# Clutch Fluid



## canadianGTO (Aug 8, 2009)

Hi, I did a search and it was conflicting to what I was led to believe, so here is my question.
The video link below came from a friend who has a Pont. G8-6 speed. He recommends doing this because my clutch is quite stiff compared to his G8, I have a '06 GTO with 7K miles. 
I thought that this should be quite easy maint. after watching the video, but after reading a thread on here, the topic included a bleeder screw for the clutch fluid near the slave valve, it was also mentioned that air now in the fluid could not get out without bleeding it using the bleeder screw. 
Is this really the case? Or can I follow the directions of the video, by just sucking the fluid out of the reservoir then refilling it with clean fluid and pump clutch peddle quickly for 30 times, and this would remove the air.
Experiences?:confused
Clutch_Care


----------



## jpalamar (Jul 22, 2008)

I think you have to bleed it properly as it is a sealed system just like your brakes isn't it? I used a turkey baster to suck some of my old fluid out, then replaced it with fresh and then bleed until fresh fluid comes out. It takes 2 people to do it, but it is possible.
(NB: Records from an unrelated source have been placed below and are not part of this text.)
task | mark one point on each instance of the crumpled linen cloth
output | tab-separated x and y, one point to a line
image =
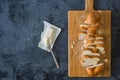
20	27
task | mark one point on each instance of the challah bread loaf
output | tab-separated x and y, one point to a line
93	44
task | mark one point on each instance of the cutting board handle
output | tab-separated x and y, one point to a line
89	5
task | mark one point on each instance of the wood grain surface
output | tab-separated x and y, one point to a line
75	18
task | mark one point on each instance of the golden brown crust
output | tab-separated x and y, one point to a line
89	41
95	50
99	45
98	69
91	32
90	71
93	27
93	18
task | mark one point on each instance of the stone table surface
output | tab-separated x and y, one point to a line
21	22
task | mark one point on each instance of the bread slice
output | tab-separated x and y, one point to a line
82	35
93	18
89	52
91	32
85	25
90	62
100	47
99	41
98	37
94	70
83	29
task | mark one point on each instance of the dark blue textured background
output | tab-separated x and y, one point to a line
20	28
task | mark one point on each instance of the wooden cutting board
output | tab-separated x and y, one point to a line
75	18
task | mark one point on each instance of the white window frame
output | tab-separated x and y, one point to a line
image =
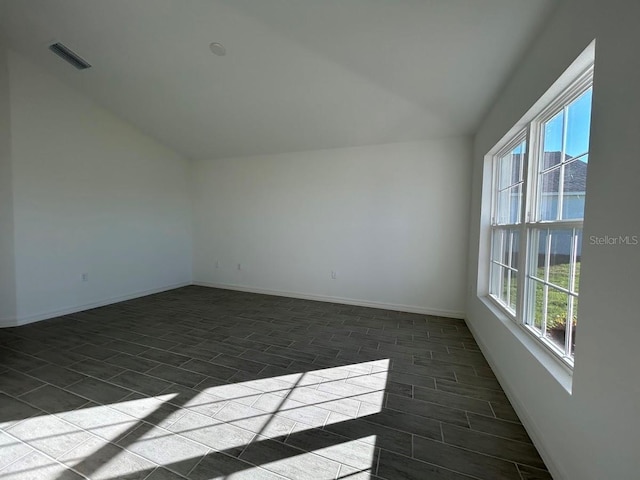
531	133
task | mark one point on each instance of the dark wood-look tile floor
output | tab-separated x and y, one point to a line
202	383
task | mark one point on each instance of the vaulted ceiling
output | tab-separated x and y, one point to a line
298	74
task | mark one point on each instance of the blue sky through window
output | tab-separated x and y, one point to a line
578	127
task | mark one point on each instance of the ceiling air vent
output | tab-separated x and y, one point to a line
71	57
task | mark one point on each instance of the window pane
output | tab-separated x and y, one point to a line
578	125
578	247
574	325
496	280
560	257
498	242
575	185
511	167
557	307
553	138
513	291
509	202
514	248
505	248
549	188
536	317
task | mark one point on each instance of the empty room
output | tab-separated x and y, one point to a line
319	239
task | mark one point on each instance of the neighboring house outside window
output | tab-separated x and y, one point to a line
538	198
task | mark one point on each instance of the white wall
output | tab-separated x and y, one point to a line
390	220
91	195
7	263
594	431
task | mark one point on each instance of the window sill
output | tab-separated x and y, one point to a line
555	366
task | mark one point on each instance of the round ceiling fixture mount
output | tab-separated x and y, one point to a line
218	49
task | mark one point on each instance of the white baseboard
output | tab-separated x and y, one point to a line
87	306
527	420
345	301
8	322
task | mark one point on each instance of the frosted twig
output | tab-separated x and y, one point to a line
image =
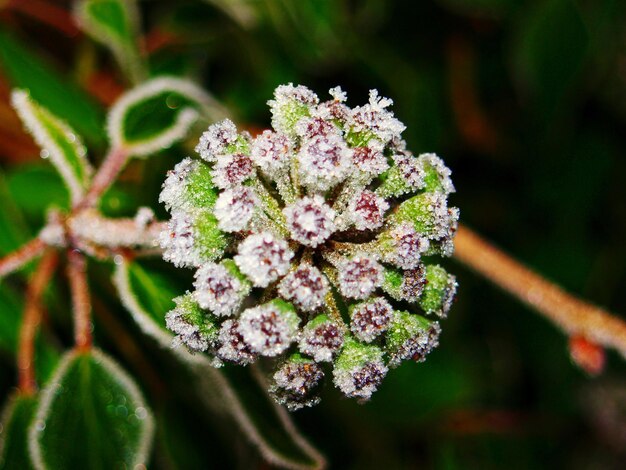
15	260
81	302
90	226
31	320
574	316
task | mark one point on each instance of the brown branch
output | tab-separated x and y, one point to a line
15	260
104	178
81	302
30	322
574	316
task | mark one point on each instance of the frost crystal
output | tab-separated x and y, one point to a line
306	287
271	151
367	210
218	289
359	277
215	141
310	220
233	348
295	381
370	319
270	328
232	170
311	243
321	339
324	162
234	208
263	258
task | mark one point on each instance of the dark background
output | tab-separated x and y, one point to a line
524	100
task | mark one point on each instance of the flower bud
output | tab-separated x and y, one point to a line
188	186
192	326
410	336
306	287
359	369
321	338
295	382
371	318
232	346
192	238
290	104
220	288
439	291
270	328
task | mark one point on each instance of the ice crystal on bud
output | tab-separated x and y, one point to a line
271	151
219	288
370	319
192	326
232	170
324	161
295	381
367	210
306	287
233	348
327	211
263	258
234	208
359	277
215	141
310	220
359	370
321	338
270	328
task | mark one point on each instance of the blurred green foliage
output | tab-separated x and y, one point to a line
526	102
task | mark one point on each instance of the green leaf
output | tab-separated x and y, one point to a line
58	142
115	24
13	229
147	296
16	418
157	114
550	51
91	415
25	70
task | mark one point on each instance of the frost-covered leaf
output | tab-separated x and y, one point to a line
91	415
115	24
58	142
147	296
14	422
158	113
26	70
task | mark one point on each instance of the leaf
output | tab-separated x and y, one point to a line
550	52
16	418
158	113
91	415
115	24
58	142
267	425
46	86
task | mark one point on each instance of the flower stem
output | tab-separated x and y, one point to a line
31	320
15	260
574	316
81	302
106	175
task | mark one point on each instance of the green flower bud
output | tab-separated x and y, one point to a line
295	382
439	291
195	328
359	369
410	336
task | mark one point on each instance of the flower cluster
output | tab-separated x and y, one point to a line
313	244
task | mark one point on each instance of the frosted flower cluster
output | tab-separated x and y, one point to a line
314	245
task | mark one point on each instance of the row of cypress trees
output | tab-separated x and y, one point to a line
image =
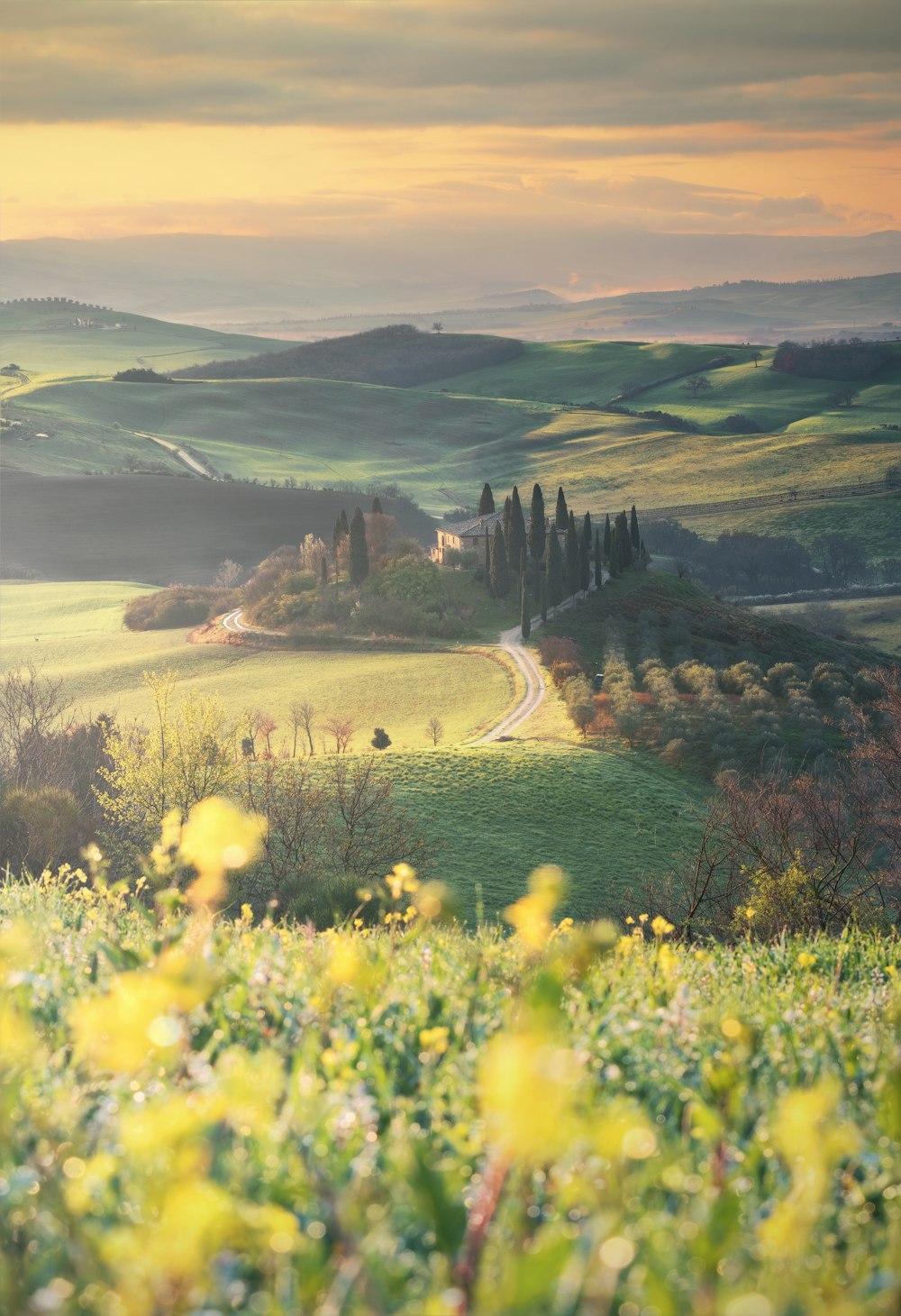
557	572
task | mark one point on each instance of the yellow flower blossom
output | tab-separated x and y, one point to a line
434	1040
528	1087
216	838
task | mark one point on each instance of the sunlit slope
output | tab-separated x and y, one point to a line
584	371
75	632
440	448
46	343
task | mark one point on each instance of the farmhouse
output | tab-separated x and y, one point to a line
469	535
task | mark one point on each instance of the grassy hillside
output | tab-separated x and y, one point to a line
271	1121
584	371
514	807
875	621
441	448
45	341
394	354
160	529
75	632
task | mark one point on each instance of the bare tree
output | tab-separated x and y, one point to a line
696	385
228	574
341	729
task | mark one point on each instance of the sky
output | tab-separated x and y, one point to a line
350	119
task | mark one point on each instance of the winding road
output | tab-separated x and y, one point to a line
509	641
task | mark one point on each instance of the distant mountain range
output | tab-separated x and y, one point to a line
250	280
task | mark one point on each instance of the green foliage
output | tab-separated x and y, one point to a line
500	575
359	553
667	1126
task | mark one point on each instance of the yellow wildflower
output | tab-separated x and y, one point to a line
434	1040
219	837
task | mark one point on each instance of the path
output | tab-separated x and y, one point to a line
512	644
177	452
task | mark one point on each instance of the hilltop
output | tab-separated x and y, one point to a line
394	354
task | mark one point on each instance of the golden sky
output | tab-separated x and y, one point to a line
335	117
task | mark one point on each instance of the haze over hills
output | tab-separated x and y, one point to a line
214	278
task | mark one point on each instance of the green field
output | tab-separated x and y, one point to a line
75	632
606	816
878	621
45	343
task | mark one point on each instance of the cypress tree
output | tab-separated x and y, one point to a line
584	562
515	543
633	531
500	575
554	570
623	540
359	553
537	534
525	614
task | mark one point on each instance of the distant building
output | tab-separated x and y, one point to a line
469	535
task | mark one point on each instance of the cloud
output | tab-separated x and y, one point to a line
781	63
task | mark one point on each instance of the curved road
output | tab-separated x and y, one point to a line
511	641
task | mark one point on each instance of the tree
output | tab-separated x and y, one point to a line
228	574
572	572
537	532
359	553
302	716
554	570
515	543
525	617
584	561
500	574
696	385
Its a PITA and there are remote bleeders out there to help also.


----------



## FastFrank (Jun 12, 2009)

If you are just planning on sucking out the fluid in the reservoir, like in the video, you would probably be fine just pumping the pedal like they did. I've done this on other cars I own. As long as you don't press the clutch pedal before refilling the reservoir you won't be pushing any air into the clutch line. But I doubt that method would effectively bleed your system if you replace any part like the master or slave cylinders, or any of the hydraulic line. And you have air in the line past the master cylinder piston.


----------



## snide (Dec 28, 2004)

Just follow the directions in Ranger's video and you'll be fine. I've done this procedure on my GTO and on my Z06. Which reminds me, I need to do the Z06 again.


----------



## canadianGTO (Aug 8, 2009)

Great responses!
Do we have DOT 4 Conventional or DOT 4 Synthetic?


----------



## canadianGTO (Aug 8, 2009)

Flushed the fluid today with Super Dot 4 from GM.
The clutch peddle is now light and spring back very fast, well worth the hour it took.
Very satisfied.


----------